Tested against a locally built head (de53d8eb61ba995adc0e0832e0ccf2dc99d04b38) and the active v2.12.1 image. I pushed the reproduction environment to this branch https://github.com/nromriell/argocd-test-git-local-env/tree/debug-19382

The caching for refs here does follow the same timeout as other revisions set by ARGOCD_RECONCILIATION_TIMEOUT env var for the repo server or timeout.reconciliation from the helm chart deploy values. The changes I made though did help prevent a large number of those calls be made between that configured timeout, so if you have that value set high and you're now not getting changes fast enough you could try either reducing that configured time or setting up the git webhook to trigger updates with push events

carlosrodfern commented 2 months ago

I took a quick look at this and I wasn't able to reproduce, updates were getting picked up automatically for ref only sources. In the PR you link the call you see for newClientResolveRevision inside the short circuit branch calls the git ls remote to solve the new revision, and that call is still there on head.

What I do see is that the UI always shows the commit sha of only the first helm ref which I believe is by design, the second sha for the ref repo can be seen if you click into the sync status or by checking the status of the Application, but changes were happening automatically and I could see them in the cluster.

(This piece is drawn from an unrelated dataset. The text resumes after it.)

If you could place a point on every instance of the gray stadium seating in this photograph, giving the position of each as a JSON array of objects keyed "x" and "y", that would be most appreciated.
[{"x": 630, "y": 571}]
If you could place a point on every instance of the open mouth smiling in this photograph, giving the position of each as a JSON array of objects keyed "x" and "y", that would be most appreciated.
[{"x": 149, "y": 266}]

Tested against a locally built head (de53d8e) and the active v2.12.1 image. I pushed the reproduction environment to this branch https://github.com/nromriell/argocd-test-git-local-env/tree/debug-19382

The caching for refs here does follow the same timeout as other revisions set by ARGOCD_RECONCILIATION_TIMEOUT env var for the repo server or timeout.reconciliation from the helm chart deploy values. The changes I made though did help prevent a large number of those calls be made between that configured timeout, so if you have that value set high and you're now not getting changes fast enough you could try either reducing that configured time or setting up the git webhook to trigger updates with push events

Yup, it works. I just tested it again on v2.10.16 and v2.12.1. It just takes like 3-4 mins. Thank you for quickly clarifying and confirming this.